From J. Cole to Boom Bap to Something Entirely New
The blueprint was set early: Lil Wayne, Kendrick Lamar, J. Cole—icons who didn’t just rap but reshaped the genre. KATA grew up locked into the classics, dissecting beats, and figuring out what made them hit harder, feel deeper, stay longer.
“It was the storytelling. Kendrick’s Good Kid, M.A.A.D City wasn’t just an album—it was a cinematic experience. It made me realize that rap could be more than just music—it could be a mirror, a movement, a moment in time. It is poetry.”

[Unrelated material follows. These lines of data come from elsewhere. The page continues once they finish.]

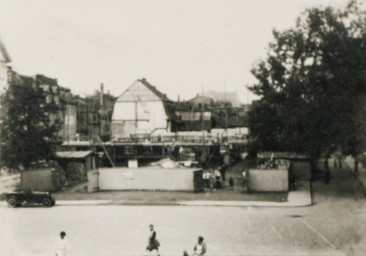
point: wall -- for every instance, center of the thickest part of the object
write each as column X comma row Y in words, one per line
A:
column 150, row 115
column 271, row 180
column 178, row 179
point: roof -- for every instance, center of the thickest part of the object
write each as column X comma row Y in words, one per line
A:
column 158, row 93
column 231, row 97
column 73, row 154
column 42, row 79
column 4, row 56
column 283, row 155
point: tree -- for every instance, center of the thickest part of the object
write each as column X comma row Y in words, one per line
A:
column 27, row 132
column 312, row 85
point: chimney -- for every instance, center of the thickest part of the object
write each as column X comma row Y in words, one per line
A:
column 101, row 95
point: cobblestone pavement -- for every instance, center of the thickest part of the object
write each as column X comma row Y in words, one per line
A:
column 334, row 225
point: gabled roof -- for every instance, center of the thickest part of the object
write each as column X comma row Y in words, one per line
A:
column 73, row 154
column 230, row 97
column 4, row 56
column 158, row 93
column 42, row 79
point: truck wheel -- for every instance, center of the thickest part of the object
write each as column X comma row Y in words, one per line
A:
column 12, row 202
column 46, row 202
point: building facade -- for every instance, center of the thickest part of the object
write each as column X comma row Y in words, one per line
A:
column 140, row 110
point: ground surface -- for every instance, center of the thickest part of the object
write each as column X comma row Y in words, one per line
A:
column 123, row 230
column 334, row 225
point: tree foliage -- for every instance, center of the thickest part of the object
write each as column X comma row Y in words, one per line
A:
column 28, row 133
column 313, row 85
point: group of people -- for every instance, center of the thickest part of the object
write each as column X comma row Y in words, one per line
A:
column 63, row 247
column 153, row 245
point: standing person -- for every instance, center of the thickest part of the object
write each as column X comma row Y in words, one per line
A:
column 200, row 248
column 231, row 183
column 153, row 243
column 63, row 247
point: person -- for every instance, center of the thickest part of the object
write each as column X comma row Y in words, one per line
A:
column 218, row 179
column 244, row 175
column 200, row 248
column 63, row 247
column 327, row 176
column 231, row 183
column 153, row 243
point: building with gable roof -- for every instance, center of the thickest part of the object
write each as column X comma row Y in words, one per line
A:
column 141, row 110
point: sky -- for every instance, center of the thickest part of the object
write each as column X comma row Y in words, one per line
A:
column 183, row 47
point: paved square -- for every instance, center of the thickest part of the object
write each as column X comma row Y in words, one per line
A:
column 123, row 230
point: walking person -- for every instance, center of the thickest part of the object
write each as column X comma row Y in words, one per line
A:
column 63, row 247
column 153, row 243
column 200, row 248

That mentality bleeds into the tracks he touches. KATA isn’t afraid to sit in an emotion, let it breathe, and turn it into something real. Whether it’s love, struggle, the state of the world, or the energy of a fleeting moment, his music doesn’t just tell a story—it pulls you into one.
“Some days, it starts with a drum loop that catches me off guard. Other times, I’ll stretch and flip a sample, making it something unrecognizable, something that forces me to write different, think different, feel different.”
And then there are the days where it’s just a melody in his head, looping until the words come out.
“You ever get stuck on a thought?” he asks. “Like, it just sits with you? That’s what a lot of my music is. I latch onto a memory, a feeling, and I don’t let go until I’ve turned it into something that makes sense. It’s not dwelling—it’s dissecting.”
That depth makes KATA’s music hit harder than most. It’s not just words over a beat—it’s a moment captured, a memory stitched together with bass and hi-hats.
Rap as Poetry, Love as a Muse, & Finding Beauty in Chaos
Lately, KATA has found himself writing a lot about love. Not the Instagram-filtered kind, but the real, raw, sometimes reckless kind—love that changes you, that lingers in the spaces between the lyrics.
“I think I just love the world too much sometimes,” he admits with a laugh. “I fall in love with the smallest things—a moment, a person, a night that feels like it’ll never end. There is so much going on in the world world, but at the same time… people are beautiful, y’know? I think I try to capture that in my music.” That balance—the weight of the world mixed with the weightlessness of love, the tension between hope and reality—is what makes KATA’s music magnetic.
On one hand, he’s writing about intimacy, connection, and human fragility. On the other, he’s spitting verses about political unrest, disillusionment, and a world that feels like it’s constantly on fire. His recent feature on "No Faith" with Joey Zen dives deep into that tension—a commentary on global chaos without losing sight of personal truths. He says it for what it is, his first line “I lost faith in society when bullets hitting hits” sets the tone of the song. “Sometimes, the weight of what you say and the passion behind the tones is what hits the hardest.”
With a new single dropping next Friday, February the 14th 2025, this is a rapper on the come-up flying like a comet, and an artist attempting to build something timeless.